New York City Theater
Heavenly stars not just frame the stage but guide the characters in the latest revival of Richard Rodgers and Oscar Hammerstein II’s glorious “Carousel.” There’s even a star-like fixture hanging incongruously over a bench on the “tree-lined path” where Billy Bigelow and Julie Jordan first pledge their love. Add a celestial Starkeeper who oversees the conflicted Billy’s life and a boatload of testosterone-infused dancing, resulting in a meshing of spiritual and physical, mind and matter, love and lust.
As directed by Jack O’Brien and choreographed by the New York City Ballet’s Justin Peck (both doing excellent work), there’s something other-worldly and metaphysical about the show while it is also humanly moving. Starting in heaven, the action moves to a raucous carnival, reflecting the strangely unreal relationship between angelic, patient Julie and devilish Billy who, wondering “what life is all about,” says, “We ain’t important. What are we? A couple of specks of nothing.”

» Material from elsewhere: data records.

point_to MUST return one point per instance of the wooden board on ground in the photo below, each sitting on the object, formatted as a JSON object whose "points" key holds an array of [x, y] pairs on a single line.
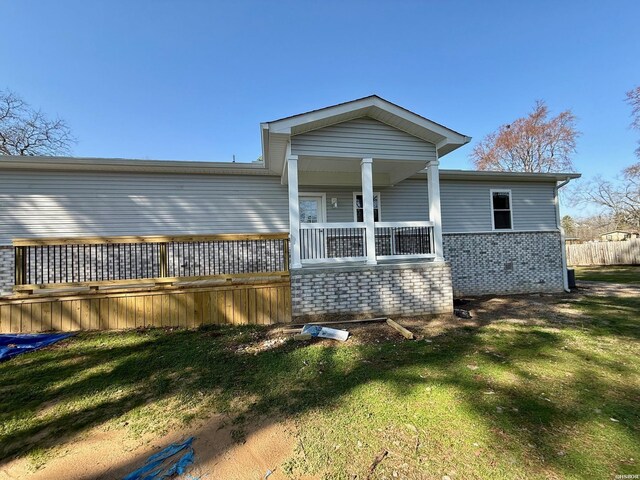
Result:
{"points": [[403, 331]]}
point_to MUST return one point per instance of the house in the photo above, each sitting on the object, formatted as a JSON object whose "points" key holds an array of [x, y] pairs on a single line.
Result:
{"points": [[619, 235], [376, 222]]}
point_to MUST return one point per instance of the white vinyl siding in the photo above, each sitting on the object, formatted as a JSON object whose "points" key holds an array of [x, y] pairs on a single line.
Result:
{"points": [[466, 205], [407, 201], [362, 138], [54, 203], [50, 204]]}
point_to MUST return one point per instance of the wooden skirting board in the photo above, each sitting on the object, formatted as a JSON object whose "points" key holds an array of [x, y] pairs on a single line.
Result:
{"points": [[188, 307]]}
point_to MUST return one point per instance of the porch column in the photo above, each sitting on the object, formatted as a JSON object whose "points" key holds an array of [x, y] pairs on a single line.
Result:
{"points": [[433, 179], [294, 211], [366, 168]]}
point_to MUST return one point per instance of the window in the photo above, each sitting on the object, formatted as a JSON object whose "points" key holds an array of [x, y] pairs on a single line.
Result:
{"points": [[501, 205], [358, 207]]}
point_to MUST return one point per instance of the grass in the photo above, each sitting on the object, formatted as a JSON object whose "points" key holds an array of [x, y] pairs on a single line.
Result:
{"points": [[615, 274], [548, 399]]}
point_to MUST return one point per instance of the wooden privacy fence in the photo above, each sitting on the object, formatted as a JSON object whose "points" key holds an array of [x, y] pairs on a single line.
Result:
{"points": [[604, 253], [187, 307], [127, 282]]}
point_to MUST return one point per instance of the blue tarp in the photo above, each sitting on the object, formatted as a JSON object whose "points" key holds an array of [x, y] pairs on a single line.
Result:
{"points": [[15, 344], [166, 463]]}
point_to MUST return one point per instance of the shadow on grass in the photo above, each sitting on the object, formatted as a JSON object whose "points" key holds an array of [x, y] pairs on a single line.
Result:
{"points": [[105, 376]]}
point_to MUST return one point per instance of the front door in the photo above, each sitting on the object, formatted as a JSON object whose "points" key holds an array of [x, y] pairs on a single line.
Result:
{"points": [[312, 210]]}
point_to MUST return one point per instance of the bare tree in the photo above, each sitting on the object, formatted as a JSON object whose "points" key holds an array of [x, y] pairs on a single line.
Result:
{"points": [[620, 198], [633, 98], [25, 131], [535, 143]]}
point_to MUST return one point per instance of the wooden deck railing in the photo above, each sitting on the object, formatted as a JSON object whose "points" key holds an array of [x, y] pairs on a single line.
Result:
{"points": [[347, 242], [100, 261]]}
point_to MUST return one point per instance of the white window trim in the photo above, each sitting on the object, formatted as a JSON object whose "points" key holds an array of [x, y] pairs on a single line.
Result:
{"points": [[323, 211], [355, 210], [501, 190]]}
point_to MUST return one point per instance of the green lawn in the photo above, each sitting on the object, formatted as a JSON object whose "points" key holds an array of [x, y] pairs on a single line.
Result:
{"points": [[554, 399], [617, 274]]}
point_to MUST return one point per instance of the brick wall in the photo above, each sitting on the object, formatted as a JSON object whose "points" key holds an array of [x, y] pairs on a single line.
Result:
{"points": [[505, 262], [401, 289], [6, 269]]}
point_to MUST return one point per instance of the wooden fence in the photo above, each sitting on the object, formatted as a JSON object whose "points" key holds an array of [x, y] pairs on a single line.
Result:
{"points": [[187, 307], [604, 253], [107, 261], [103, 283]]}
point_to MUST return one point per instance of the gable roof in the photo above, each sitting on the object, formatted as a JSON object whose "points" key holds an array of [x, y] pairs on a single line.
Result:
{"points": [[276, 133]]}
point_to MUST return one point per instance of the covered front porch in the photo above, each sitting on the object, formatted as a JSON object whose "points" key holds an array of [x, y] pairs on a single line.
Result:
{"points": [[373, 236], [361, 147]]}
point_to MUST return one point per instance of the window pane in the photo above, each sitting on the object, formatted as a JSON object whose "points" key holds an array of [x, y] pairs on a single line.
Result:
{"points": [[308, 211], [502, 220], [501, 200]]}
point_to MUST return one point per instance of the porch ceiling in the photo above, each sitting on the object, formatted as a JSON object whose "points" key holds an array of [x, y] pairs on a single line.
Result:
{"points": [[346, 171]]}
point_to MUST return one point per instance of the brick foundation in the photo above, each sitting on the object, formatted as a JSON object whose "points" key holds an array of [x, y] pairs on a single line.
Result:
{"points": [[6, 269], [505, 262], [387, 289]]}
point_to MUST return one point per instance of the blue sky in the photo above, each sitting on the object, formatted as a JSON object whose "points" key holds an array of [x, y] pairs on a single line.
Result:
{"points": [[193, 79]]}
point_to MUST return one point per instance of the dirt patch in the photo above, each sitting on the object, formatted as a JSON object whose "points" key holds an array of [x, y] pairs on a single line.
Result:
{"points": [[100, 454]]}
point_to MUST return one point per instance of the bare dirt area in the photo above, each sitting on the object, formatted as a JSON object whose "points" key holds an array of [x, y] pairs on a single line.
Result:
{"points": [[100, 454]]}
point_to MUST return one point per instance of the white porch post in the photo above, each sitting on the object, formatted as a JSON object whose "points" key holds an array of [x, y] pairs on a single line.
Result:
{"points": [[294, 211], [366, 168], [433, 179]]}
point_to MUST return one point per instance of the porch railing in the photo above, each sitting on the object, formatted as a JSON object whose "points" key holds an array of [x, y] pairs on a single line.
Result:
{"points": [[404, 239], [332, 242], [344, 242], [100, 261]]}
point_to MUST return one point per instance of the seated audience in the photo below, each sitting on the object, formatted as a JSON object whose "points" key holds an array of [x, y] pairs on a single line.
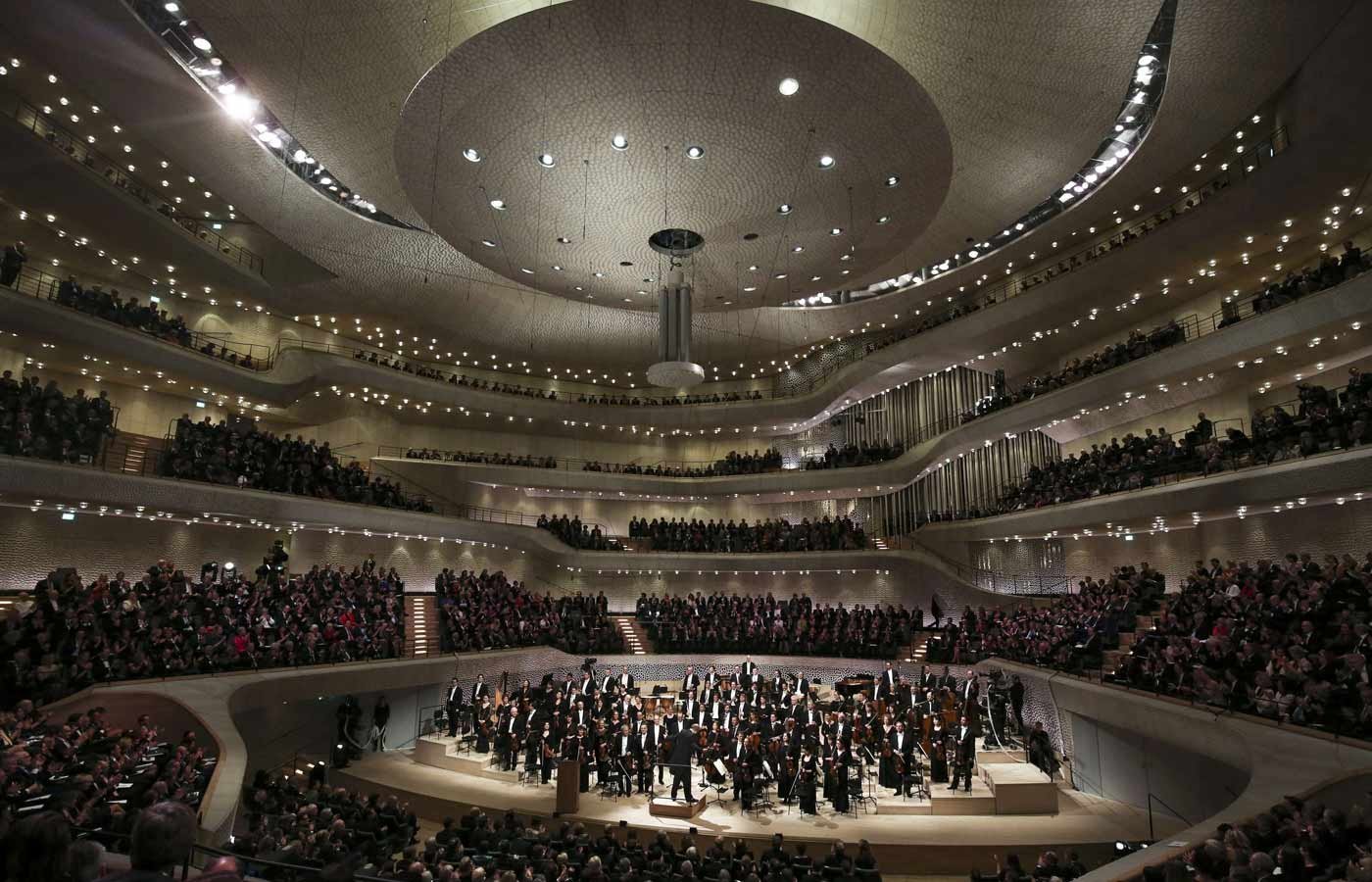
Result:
{"points": [[761, 536], [84, 771], [168, 623], [38, 420], [576, 534], [150, 318], [1138, 346], [243, 457], [720, 623], [487, 611]]}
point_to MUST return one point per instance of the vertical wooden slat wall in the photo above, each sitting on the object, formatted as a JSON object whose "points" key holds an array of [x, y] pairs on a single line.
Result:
{"points": [[974, 479], [916, 411]]}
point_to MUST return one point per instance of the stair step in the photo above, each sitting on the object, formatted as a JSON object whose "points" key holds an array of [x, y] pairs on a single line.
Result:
{"points": [[918, 646], [422, 625], [635, 641]]}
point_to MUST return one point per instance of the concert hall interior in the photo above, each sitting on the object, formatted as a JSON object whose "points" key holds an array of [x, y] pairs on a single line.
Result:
{"points": [[717, 441]]}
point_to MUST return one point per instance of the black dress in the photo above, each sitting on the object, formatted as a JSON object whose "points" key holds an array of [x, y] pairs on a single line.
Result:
{"points": [[807, 786], [840, 796]]}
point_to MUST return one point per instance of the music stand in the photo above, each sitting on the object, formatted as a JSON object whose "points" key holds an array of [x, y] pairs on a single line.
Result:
{"points": [[722, 786]]}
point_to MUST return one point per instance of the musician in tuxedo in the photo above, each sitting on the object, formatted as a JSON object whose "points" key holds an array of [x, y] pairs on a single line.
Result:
{"points": [[623, 751], [578, 748], [453, 706], [549, 747], [685, 747], [671, 727], [891, 772], [807, 782], [964, 745], [645, 751], [887, 685], [580, 714], [512, 730]]}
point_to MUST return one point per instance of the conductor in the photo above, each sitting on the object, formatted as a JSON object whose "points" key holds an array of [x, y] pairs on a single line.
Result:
{"points": [[685, 745], [964, 755]]}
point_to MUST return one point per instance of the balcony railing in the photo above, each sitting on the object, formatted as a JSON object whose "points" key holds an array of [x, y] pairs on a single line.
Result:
{"points": [[220, 346], [82, 154]]}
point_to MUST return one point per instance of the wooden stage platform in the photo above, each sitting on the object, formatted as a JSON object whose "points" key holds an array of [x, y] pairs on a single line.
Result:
{"points": [[951, 833]]}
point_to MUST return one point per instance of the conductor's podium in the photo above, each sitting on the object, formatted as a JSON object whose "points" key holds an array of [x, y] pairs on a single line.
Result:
{"points": [[665, 807], [1021, 789]]}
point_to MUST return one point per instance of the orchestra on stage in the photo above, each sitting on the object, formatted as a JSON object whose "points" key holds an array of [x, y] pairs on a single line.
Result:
{"points": [[737, 733]]}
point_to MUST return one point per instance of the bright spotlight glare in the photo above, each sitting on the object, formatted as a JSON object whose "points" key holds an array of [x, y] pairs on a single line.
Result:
{"points": [[240, 106]]}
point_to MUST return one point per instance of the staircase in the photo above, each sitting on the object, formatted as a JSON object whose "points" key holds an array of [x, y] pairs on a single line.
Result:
{"points": [[133, 454], [635, 641], [421, 613], [918, 648]]}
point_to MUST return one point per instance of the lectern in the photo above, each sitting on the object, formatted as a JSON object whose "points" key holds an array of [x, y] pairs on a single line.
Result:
{"points": [[568, 786]]}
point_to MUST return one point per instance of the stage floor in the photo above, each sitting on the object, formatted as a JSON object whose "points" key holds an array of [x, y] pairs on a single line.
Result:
{"points": [[1081, 819]]}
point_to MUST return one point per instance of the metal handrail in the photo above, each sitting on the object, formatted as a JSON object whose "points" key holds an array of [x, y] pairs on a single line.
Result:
{"points": [[1231, 464], [1159, 802], [572, 464], [45, 287], [473, 512], [82, 154], [1272, 144]]}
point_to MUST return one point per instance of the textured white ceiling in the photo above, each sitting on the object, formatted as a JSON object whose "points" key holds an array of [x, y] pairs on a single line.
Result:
{"points": [[1025, 92], [563, 79]]}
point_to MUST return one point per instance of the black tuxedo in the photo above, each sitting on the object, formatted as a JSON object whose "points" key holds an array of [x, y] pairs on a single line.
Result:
{"points": [[964, 755], [683, 751]]}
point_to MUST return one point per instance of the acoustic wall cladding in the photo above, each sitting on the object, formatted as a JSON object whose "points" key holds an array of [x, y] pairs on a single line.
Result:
{"points": [[971, 480], [916, 411]]}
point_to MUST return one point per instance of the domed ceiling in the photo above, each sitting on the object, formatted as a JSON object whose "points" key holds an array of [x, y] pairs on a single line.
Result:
{"points": [[552, 146]]}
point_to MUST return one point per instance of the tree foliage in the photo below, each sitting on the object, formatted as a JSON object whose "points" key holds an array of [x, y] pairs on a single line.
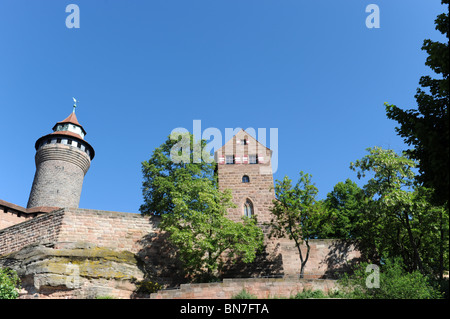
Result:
{"points": [[194, 212], [426, 128], [396, 217], [296, 214], [394, 283], [342, 206]]}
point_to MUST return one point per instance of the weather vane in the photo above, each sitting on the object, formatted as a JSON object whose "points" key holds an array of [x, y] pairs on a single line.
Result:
{"points": [[74, 104]]}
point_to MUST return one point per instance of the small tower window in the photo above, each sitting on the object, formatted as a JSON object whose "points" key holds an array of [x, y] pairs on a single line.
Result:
{"points": [[248, 208]]}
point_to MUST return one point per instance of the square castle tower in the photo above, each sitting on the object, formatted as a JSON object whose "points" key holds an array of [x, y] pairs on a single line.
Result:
{"points": [[244, 167]]}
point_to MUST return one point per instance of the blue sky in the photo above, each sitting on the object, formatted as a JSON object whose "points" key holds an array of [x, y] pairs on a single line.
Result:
{"points": [[311, 69]]}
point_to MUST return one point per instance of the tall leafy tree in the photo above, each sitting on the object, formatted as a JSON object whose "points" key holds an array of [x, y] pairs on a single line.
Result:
{"points": [[343, 205], [183, 190], [426, 128], [296, 214]]}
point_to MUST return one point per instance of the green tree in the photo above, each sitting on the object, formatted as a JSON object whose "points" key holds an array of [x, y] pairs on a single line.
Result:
{"points": [[426, 128], [396, 216], [9, 284], [296, 214], [194, 212]]}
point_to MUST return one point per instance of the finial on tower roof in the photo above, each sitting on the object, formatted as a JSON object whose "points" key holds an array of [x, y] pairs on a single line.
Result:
{"points": [[74, 104]]}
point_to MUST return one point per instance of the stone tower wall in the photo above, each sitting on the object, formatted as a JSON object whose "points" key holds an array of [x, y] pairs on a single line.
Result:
{"points": [[259, 189], [58, 180]]}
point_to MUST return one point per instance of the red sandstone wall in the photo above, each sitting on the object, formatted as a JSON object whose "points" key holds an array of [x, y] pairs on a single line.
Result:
{"points": [[9, 218]]}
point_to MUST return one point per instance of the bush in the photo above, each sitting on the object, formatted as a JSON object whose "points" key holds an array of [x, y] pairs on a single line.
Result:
{"points": [[9, 284], [394, 283]]}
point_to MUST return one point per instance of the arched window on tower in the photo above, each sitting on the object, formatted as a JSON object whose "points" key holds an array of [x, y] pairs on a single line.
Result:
{"points": [[248, 208]]}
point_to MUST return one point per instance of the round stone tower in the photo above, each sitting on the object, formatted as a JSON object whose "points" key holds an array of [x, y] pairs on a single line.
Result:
{"points": [[62, 160]]}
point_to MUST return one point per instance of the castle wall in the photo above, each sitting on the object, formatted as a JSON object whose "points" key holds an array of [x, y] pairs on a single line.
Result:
{"points": [[10, 217], [259, 188], [121, 231], [262, 288]]}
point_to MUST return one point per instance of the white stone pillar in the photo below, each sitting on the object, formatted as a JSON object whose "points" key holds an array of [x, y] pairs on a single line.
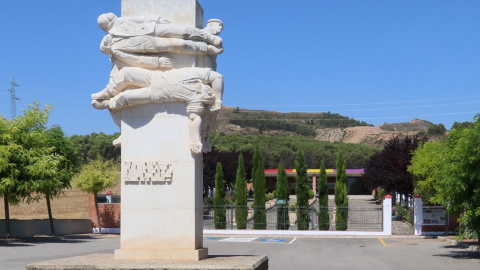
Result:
{"points": [[418, 214], [387, 215], [161, 212]]}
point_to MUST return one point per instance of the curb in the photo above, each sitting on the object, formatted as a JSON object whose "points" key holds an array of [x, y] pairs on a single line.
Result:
{"points": [[473, 248]]}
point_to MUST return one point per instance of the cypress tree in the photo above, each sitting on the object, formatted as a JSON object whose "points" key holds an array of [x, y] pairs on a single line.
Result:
{"points": [[301, 190], [283, 220], [241, 210], [259, 211], [323, 216], [341, 199], [220, 210]]}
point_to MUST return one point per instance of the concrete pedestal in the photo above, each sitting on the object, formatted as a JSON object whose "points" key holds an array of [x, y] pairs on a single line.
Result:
{"points": [[107, 262], [161, 212]]}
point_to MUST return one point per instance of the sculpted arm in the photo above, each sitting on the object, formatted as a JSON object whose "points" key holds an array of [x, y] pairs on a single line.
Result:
{"points": [[215, 79], [144, 61]]}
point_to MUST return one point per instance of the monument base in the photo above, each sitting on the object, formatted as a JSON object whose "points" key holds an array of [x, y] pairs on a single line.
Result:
{"points": [[107, 262], [153, 254]]}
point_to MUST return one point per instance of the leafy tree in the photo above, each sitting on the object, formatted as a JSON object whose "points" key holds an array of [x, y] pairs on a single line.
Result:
{"points": [[454, 177], [241, 195], [282, 149], [229, 160], [425, 164], [94, 177], [20, 148], [54, 168], [301, 190], [323, 215], [220, 210], [282, 192], [259, 210], [388, 168], [94, 145], [341, 198]]}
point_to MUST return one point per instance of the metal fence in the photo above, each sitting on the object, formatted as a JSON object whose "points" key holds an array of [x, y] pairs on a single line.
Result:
{"points": [[281, 218]]}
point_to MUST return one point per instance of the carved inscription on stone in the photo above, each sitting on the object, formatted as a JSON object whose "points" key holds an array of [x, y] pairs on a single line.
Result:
{"points": [[147, 172]]}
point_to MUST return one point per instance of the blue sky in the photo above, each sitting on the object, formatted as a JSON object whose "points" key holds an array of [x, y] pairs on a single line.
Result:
{"points": [[376, 61]]}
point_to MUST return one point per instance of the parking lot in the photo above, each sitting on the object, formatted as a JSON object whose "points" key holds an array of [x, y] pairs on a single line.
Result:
{"points": [[283, 253]]}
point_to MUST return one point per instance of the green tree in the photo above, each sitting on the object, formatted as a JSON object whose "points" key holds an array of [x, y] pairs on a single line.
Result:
{"points": [[20, 148], [301, 190], [94, 177], [282, 192], [425, 164], [220, 210], [259, 211], [241, 196], [341, 198], [323, 215], [54, 168], [455, 179]]}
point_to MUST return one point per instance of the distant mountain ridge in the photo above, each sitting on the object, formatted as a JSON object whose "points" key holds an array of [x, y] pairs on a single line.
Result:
{"points": [[327, 126]]}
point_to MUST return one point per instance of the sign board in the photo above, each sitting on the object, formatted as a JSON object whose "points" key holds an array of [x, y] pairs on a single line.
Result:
{"points": [[434, 216]]}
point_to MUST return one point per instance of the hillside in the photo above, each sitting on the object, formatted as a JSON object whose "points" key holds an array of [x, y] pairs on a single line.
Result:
{"points": [[328, 126]]}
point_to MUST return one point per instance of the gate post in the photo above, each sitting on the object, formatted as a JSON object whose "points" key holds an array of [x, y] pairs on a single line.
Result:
{"points": [[418, 214], [387, 215]]}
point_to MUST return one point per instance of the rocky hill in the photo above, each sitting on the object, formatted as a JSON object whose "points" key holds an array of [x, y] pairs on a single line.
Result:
{"points": [[322, 126]]}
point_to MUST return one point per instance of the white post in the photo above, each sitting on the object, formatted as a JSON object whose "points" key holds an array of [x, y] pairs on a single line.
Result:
{"points": [[387, 215], [418, 214]]}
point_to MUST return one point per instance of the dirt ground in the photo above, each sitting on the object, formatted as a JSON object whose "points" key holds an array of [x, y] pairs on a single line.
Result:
{"points": [[73, 204]]}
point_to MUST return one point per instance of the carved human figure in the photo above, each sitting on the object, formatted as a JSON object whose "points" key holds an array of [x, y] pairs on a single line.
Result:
{"points": [[200, 88], [215, 27], [153, 26], [149, 44]]}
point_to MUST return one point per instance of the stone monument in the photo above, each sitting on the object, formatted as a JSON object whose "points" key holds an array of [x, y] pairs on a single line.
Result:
{"points": [[164, 94]]}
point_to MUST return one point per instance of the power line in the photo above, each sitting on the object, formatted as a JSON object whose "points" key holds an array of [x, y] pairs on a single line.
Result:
{"points": [[13, 98], [357, 104]]}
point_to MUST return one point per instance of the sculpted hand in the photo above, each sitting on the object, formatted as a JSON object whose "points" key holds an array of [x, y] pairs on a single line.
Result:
{"points": [[165, 62], [106, 44]]}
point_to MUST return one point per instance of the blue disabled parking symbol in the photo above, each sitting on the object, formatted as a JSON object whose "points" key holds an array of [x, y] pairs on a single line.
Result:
{"points": [[272, 240]]}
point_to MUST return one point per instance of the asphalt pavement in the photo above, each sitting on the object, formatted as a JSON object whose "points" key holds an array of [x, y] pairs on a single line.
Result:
{"points": [[284, 253]]}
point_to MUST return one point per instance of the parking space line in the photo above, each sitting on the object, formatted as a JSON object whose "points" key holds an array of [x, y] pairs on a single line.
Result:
{"points": [[381, 240], [238, 239]]}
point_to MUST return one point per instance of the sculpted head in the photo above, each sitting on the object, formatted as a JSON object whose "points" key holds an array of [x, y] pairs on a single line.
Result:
{"points": [[215, 26], [106, 20]]}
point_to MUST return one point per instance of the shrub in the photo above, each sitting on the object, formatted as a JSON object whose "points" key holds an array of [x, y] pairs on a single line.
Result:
{"points": [[311, 194]]}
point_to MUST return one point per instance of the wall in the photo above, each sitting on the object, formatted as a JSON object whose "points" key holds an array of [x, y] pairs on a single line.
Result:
{"points": [[30, 228]]}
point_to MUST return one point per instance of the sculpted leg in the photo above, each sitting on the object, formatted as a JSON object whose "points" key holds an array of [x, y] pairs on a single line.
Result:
{"points": [[125, 78], [182, 32], [194, 126], [130, 98]]}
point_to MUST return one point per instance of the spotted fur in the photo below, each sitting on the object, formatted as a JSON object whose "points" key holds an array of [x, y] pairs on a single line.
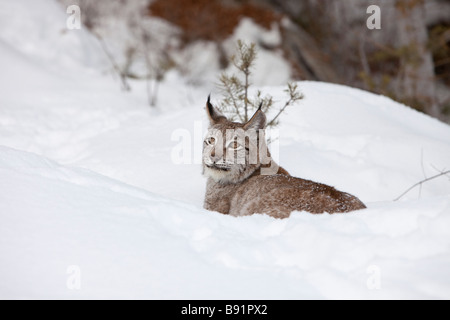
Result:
{"points": [[238, 182]]}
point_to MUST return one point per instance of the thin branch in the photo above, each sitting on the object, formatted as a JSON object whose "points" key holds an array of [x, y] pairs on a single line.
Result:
{"points": [[421, 182], [122, 76]]}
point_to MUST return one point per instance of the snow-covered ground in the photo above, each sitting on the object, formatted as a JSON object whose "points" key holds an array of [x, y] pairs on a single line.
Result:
{"points": [[93, 202]]}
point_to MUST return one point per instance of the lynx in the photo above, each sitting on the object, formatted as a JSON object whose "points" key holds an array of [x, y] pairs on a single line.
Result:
{"points": [[242, 178]]}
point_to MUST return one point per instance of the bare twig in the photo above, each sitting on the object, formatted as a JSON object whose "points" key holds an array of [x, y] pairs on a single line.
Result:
{"points": [[421, 182], [122, 75]]}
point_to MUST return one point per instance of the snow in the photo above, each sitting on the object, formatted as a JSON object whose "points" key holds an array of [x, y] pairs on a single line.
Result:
{"points": [[88, 182]]}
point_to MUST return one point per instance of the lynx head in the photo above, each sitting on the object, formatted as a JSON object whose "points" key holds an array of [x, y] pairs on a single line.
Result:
{"points": [[233, 151]]}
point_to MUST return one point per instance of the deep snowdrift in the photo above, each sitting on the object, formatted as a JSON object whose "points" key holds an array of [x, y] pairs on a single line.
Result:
{"points": [[88, 182]]}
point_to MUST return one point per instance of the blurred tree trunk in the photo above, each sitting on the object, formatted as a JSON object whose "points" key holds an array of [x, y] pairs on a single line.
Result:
{"points": [[417, 78]]}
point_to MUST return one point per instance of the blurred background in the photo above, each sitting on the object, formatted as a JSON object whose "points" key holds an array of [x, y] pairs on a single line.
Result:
{"points": [[408, 59]]}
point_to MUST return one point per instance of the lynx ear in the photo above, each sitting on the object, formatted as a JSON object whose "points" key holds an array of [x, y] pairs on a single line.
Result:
{"points": [[213, 115], [258, 121]]}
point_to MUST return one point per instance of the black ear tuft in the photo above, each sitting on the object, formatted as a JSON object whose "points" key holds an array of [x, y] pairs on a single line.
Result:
{"points": [[258, 121], [259, 108]]}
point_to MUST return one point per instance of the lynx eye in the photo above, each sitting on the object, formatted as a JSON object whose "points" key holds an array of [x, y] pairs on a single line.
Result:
{"points": [[234, 145], [210, 141]]}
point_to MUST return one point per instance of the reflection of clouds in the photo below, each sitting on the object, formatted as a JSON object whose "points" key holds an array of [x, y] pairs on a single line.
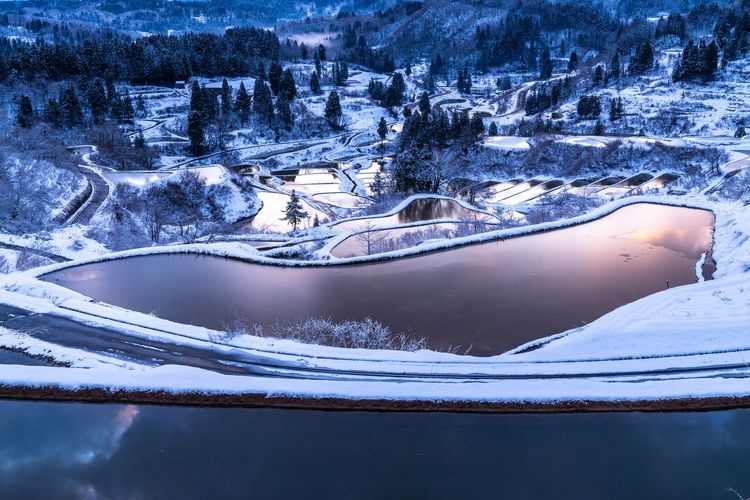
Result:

Based on Ferenc Molnar’s play, “Liliom,” this was Rodgers and Hammerstein’s favorite of all their musicals. “Carousel,” which opened in 1945 on the heels of R&H’s first joint smash, the 1943 “Oklahoma,” tells of the ill-fated romance between carousel barker Billy and mill worker Julie. Running 890 performances (impressive but no match for “Oklahoma,” which topped out at 2,212 performances), it’s brooding and tragic, the obverse of its uplifting predecessor.
Measured by artistic success, the “Carousel” score is among the American theater’s finest, from ballads like “If I Loved You” to comic songs like “Mister Snow” to the inspirational “You’ll Never Walk Alone.” And let’s not forget “Soliloquy,” that nearly ten-minute aria that Billy sings about his travails of becoming a father. Coming at the end of the first act, the number sets us up for the bleak events of Act Two.
Musically, the revival is a winner. Jonathan Tunick’s original orchestrations still soar, especially as played by a 25-piece orchestra. Joshua Henry is magnificent as the anti-heroic Billy. Angry, frustrated, he’s both physically venerable and morally confused. His “Soliloquy” is restless with pent-up emotion, his interactions filled with false bravado. As Julie, silver-voiced Jessie Mueller builds a wall of self-protection, her yen for her husband over-riding her sense.
Opera diva Renée Fleming is not the earth mother her Nettie Fowler role calls for, but her singing, especially in “You’ll Never Walk Alone,” is spine-tingling. Lindsay Mendez Is a hoot as Carrie and Alexander Gemignani walks off with his every scene as Mr. Snow. (And his is the only discernible Maine accent.)
Margaret Colin is a hard-shell Mrs. Mullin, while Amar Ramasar excels as a seductive Jigger. His leading a robust ensemble in “Blow High, Blow Low” is a sensational show-stopper.
As inventive as Peck’s choreography is in that number, it falters in the ballet, though danced beautifully by Brittany Pollack and Andrei Chagas. Too beautifully, perhaps, since what comes across is an over-extended pas de deux marred not only by the mid-dance toting on of chairs and tables but a tenuous connection to the story. It’s no match for the ballet in Lincoln Center’s definitive 1994 revival.
While this “Carousel” is not a perfect revival, its virtues are undeniable. Cuts (especially that endless stage-wait card scene) are judicious and the show’s incipient domestic brutality is played down. Under the conducting by Andy Einhorn and Scott Lehrer’s sound design, the show’s musical pleasures are paramount. If this is not a “Carousel” for all time, it is certainly a reminder not only of the glories of musical theater in its heyday but what we’re too often missing now.